At home now, Allen put the truck under the shed and went into the house, looking about him with the eye of a critic. He saw the shining oak chairs and sideboard, the scrubbed oilcloth, the rope portieres hanging between the rooms, the axminster rugs which had long since replaced the carpet that had so distressed his grandmother. He knew nothing was right. You couldn't just get something new and put in as he had planned on the way home. It wouldn't improve things a rat-i-tat--that was a cinch, he said to himself. The only way to go about it was to ditch everything out and start new. Even then,--and he made himself imagine the square rooms divested of furnishings,--even then nothing was right; the shape of the rooms, the windows, the floors, the ceiling. Oh well,--this was kind of a silly thought, but if he ever had a home of his own,--it was going to be just right, like the Buchanans'.

His mother came in with her egg-basket: "You back, Allen?" She was sweet faced and pleasant looking--a plump little lady with neat light brown hair and wide humorous blue eyes. Allen resembled her but he had his father's physique. "Eighty-six. I think the White Wyandottes are the best breed I've ever had. Was the wood all right?"

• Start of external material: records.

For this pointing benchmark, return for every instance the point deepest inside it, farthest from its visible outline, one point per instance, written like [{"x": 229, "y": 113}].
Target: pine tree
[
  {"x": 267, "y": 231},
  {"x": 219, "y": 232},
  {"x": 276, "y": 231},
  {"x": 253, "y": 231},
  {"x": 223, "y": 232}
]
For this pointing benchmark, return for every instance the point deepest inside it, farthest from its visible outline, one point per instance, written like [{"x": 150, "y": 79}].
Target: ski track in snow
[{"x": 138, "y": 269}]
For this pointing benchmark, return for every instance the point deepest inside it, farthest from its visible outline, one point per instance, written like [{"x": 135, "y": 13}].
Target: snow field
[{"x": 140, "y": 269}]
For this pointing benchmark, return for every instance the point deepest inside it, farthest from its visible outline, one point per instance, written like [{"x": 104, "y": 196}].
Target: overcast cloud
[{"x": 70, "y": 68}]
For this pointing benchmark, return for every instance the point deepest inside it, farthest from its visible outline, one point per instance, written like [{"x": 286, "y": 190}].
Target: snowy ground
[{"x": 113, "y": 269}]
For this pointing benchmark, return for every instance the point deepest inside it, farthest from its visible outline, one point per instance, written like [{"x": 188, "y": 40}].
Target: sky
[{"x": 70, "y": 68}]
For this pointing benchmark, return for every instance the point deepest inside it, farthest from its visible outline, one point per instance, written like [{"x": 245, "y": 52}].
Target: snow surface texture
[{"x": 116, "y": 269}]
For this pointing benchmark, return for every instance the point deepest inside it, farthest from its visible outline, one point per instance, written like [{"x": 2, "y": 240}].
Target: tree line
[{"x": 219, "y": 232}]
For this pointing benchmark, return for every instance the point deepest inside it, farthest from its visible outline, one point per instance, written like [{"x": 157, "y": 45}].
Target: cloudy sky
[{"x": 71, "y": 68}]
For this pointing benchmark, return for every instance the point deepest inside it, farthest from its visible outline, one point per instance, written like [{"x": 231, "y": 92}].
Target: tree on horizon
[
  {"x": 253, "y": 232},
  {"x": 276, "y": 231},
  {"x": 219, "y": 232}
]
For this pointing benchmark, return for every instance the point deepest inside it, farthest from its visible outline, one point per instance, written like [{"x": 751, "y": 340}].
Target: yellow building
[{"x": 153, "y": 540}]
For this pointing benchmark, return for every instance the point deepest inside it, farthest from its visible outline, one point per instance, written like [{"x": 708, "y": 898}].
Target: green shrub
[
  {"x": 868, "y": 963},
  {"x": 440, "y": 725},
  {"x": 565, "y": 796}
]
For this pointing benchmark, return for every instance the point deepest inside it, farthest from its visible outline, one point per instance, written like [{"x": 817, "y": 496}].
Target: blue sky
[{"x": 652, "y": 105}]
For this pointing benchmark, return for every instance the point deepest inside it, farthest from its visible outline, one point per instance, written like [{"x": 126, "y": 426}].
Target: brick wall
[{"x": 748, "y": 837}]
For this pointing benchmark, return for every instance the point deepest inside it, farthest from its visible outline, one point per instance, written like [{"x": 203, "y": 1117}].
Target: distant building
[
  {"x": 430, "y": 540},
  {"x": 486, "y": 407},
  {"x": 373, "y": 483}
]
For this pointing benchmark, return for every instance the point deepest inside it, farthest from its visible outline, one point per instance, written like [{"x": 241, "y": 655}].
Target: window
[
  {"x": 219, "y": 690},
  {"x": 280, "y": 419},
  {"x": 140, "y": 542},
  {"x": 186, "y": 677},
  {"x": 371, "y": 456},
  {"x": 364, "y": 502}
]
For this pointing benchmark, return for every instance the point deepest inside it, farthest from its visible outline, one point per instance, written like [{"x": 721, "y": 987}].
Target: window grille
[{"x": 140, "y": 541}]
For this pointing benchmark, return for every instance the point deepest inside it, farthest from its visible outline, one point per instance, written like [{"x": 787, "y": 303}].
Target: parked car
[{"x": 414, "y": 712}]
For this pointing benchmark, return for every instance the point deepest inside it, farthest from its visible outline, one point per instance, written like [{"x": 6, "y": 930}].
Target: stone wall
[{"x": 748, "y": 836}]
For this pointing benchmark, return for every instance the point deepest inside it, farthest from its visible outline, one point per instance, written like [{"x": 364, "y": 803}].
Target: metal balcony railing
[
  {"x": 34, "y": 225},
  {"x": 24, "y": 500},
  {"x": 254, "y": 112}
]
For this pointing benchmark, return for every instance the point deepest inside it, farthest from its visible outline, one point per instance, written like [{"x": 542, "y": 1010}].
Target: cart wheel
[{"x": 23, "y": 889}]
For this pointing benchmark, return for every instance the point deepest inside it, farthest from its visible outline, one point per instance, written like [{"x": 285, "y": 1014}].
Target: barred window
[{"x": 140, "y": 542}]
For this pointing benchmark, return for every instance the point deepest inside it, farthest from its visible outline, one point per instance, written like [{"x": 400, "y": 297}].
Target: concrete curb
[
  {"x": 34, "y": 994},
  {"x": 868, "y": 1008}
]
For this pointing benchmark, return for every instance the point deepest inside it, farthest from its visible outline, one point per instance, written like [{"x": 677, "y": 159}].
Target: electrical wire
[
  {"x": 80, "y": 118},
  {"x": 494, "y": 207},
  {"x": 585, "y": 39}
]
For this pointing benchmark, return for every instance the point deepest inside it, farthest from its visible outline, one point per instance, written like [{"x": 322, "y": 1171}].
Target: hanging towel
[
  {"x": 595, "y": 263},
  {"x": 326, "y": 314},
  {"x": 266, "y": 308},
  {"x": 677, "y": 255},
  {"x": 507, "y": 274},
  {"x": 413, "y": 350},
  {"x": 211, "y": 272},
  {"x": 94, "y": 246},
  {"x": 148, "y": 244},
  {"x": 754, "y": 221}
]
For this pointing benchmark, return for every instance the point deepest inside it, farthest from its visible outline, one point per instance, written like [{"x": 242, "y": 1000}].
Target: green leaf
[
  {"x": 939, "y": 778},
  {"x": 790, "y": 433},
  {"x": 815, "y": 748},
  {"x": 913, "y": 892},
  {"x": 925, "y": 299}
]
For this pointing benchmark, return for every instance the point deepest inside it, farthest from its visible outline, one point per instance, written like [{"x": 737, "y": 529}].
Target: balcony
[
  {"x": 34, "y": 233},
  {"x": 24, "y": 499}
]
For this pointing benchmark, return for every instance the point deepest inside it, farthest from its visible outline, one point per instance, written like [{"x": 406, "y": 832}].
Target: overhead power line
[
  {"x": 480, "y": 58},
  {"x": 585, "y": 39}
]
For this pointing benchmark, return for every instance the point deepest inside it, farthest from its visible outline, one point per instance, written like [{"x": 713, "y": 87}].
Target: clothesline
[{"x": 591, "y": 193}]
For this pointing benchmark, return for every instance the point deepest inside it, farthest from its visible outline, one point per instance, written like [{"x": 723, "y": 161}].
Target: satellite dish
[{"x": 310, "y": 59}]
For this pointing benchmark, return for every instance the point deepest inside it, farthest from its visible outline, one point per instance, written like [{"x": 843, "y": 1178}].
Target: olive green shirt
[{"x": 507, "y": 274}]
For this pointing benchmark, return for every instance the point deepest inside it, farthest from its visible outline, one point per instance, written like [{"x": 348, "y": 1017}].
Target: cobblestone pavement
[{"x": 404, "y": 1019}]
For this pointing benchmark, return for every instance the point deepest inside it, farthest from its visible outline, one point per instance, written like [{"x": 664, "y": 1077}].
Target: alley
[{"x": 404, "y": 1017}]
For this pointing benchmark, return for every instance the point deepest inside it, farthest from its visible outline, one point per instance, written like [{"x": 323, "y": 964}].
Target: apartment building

"Yep--and gee, Mother, you ought to see the bride's house. Looks like the pictures in your women's magazines."

"Yes, I can just imagine it. I hope the Woman's Club will meet there so I--oh, Allen," she broke off with a girlish squeal of excitement. "How could I forget? Your letters! Papa brought in the mail when you were gone." She picked them up from the oak sideboard and held them out,--two square white envelopes, almost similar in size and texture.

Allen tore into one. "A University fraternity party card," he said in an awe-struck voice, "--the Xi Kappas."

He tore open the other. "Another one," his voice shook a little, "--the Pi Taus. The Pi Taus." He repeated it with reverential disbelief.

For a moment, with eyes glued to the white card, he had a fleeting vision of driving past an aristocratic looking building up at Lincoln the night after a basket-ball game at the University Coliseum. It had great cathedral-like pillars in front, and was brightly lighted on three floors. Cars were drawn up at the curb and fellows in dress suits were getting in and out of them. There were girls in velvet evening wraps--.

He raised his head and spoke eloquently: "Oh, my good gosh!"